A Hawaii Supreme Court ruling issued Wednesday has opened the way for a group of University of Hawaii graduate assistants to petition to be classified as public employees with collective bargaining rights.
Members of the UH graduate assistant organization Academic Labor United have argued that the salaried jobs performed by UH’s 1,500 graduate assistants have evolved well beyond that of entry-level “student help” and are critical to the university’s functioning, and that they should be considered public employees with the right to organize.

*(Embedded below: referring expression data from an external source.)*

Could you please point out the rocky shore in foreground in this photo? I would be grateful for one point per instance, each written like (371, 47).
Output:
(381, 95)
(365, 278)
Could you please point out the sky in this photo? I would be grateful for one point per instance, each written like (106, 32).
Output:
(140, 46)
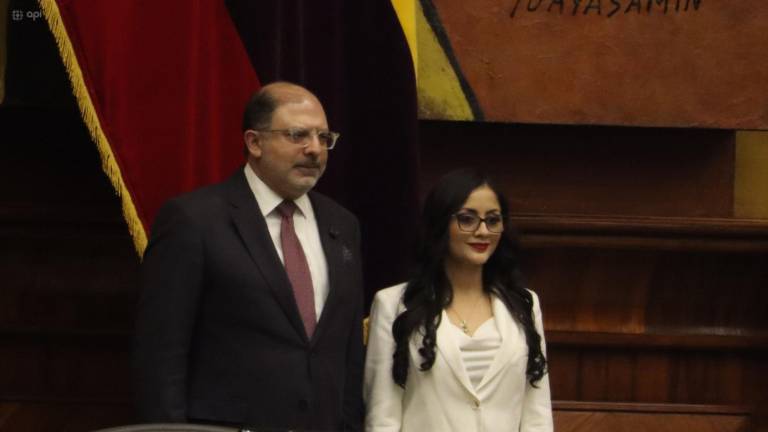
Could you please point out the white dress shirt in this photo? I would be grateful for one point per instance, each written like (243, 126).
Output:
(304, 224)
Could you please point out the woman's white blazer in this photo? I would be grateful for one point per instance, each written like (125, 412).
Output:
(443, 399)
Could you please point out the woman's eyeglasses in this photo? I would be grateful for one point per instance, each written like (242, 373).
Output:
(470, 222)
(302, 136)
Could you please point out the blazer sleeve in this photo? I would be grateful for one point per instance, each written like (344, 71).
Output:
(383, 397)
(171, 277)
(537, 402)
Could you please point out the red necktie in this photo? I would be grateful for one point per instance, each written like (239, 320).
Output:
(297, 268)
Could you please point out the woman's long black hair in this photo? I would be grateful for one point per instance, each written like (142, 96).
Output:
(429, 291)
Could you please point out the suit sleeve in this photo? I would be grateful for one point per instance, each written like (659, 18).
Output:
(537, 403)
(171, 277)
(353, 403)
(383, 397)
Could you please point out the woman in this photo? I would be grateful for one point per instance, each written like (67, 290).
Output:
(460, 347)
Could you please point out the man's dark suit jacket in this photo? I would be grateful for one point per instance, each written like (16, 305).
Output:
(219, 337)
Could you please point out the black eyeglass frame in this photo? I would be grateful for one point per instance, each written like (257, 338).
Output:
(479, 221)
(293, 135)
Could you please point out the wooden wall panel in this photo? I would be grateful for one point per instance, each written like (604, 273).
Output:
(591, 170)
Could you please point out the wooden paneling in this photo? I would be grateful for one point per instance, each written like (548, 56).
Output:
(653, 293)
(577, 417)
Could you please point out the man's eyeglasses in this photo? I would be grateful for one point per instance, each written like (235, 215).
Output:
(470, 222)
(302, 136)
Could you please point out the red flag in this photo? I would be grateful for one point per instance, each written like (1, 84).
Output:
(161, 87)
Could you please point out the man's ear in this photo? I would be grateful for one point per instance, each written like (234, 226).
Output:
(252, 142)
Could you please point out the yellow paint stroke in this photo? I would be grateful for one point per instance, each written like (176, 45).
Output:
(751, 175)
(439, 92)
(92, 122)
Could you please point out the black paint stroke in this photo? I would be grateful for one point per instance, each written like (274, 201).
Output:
(430, 13)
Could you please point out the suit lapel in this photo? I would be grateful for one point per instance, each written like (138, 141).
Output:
(252, 227)
(334, 255)
(449, 350)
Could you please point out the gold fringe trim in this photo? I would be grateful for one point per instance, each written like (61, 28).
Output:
(91, 119)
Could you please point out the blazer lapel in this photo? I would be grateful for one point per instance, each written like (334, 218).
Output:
(252, 227)
(510, 340)
(449, 350)
(335, 252)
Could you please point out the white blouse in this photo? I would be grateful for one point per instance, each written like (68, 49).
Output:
(478, 350)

The group filed a suit in 2021 against the UH Board of Regents, the Hawaii Labor Relations Board and the state, seeking declaratory relief and challenging two state labor board decisions in 1972 that had said in part that a graduate assistant’s primary role at the university is that of a student, not a public employee.

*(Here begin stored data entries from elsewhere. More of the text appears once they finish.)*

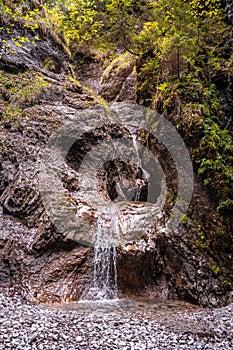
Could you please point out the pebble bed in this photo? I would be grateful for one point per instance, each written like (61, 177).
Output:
(24, 326)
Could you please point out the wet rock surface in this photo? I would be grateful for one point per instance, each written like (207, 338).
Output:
(157, 326)
(34, 256)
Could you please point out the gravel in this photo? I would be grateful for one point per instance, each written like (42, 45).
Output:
(24, 326)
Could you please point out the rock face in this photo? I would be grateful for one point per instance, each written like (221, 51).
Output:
(34, 257)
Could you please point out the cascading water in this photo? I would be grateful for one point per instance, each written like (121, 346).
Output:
(104, 283)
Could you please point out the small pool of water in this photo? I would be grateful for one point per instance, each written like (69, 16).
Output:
(131, 306)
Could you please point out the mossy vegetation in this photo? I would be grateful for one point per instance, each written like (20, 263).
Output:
(18, 91)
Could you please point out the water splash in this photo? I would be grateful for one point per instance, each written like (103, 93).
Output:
(104, 283)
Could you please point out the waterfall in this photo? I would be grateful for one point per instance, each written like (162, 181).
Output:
(104, 282)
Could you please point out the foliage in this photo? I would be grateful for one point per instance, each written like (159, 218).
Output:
(18, 91)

The 2021 case was dismissed by the 1st Circuit Court on jurisdictional grounds, appealed and transferred from the Intermediate Court of Appeals to the state Supreme Court.
In a 30-page ruling by Chief Justice Mark E. Recktenwald dated Wednesday, the state Supreme Court affirmed a 1st Circuit Court ruling that the labor board’s 1972 findings “are not final rulings on whether ALU and its members are excluded” from being classified as public employees with collective bargaining rights under the Hawaii Constitution and Hawaii Revised Statutes Chapter 89.

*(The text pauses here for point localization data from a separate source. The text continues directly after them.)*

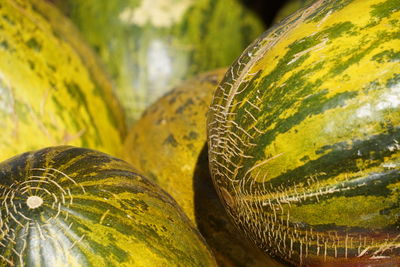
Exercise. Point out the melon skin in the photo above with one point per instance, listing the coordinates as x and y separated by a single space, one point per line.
95 210
150 46
52 89
303 136
168 143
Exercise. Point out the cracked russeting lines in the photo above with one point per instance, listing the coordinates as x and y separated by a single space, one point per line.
30 205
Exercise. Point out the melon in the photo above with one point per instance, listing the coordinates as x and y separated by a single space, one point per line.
304 131
52 90
70 206
150 46
168 143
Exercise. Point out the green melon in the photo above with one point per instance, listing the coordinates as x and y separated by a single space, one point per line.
304 135
69 206
168 143
149 46
52 91
289 7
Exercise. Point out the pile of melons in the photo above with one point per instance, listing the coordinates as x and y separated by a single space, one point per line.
185 133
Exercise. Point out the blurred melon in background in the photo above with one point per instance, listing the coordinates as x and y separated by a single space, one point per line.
149 46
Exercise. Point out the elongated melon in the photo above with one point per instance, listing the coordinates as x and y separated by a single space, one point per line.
168 143
304 136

The labor board in 1972 had been tasked mainly with deciding whether the graduate students might belong specifically in state bargaining units 7 and 8, Recktenwald wrote.
He also said that Hawaii Administrative Rules permit an organization like ALU to seek a declaratory judgment from the labor board.
Therefore, the issue of whether they could be
included as public employees in another unit, such as unit 13 — “professional and scientific employees, who cannot be included in any of the other bargaining units” — remains open, Recktenwald said, and the graduate student group has not yet “exhausted its administrative remedies.”
UH officials were not immediately available for an interview late Wednesday, but a spokesperson said the university has already worked in recent years with the Graduate Student Organization to improve pay and sick leave policies.
Kawena‘ulaokala Kapahua, chair of Academic
Labor United, said the high court’s ruling affirmed that graduate assistants “should have the ability to petition the labor board for a decision on our collective bargaining rights, and clearly shows they think we have a valid case. They also said that the HLRB has a ‘duty’ to rule on our case as our job duties stand now.”
Kapahua, a plaintiff in the suit, said the organization will next petition the labor board to have graduate assistants recognized as public employees, with the goal of unionizing so that they “can determine their pay and working conditions, as all workers are entitled to.”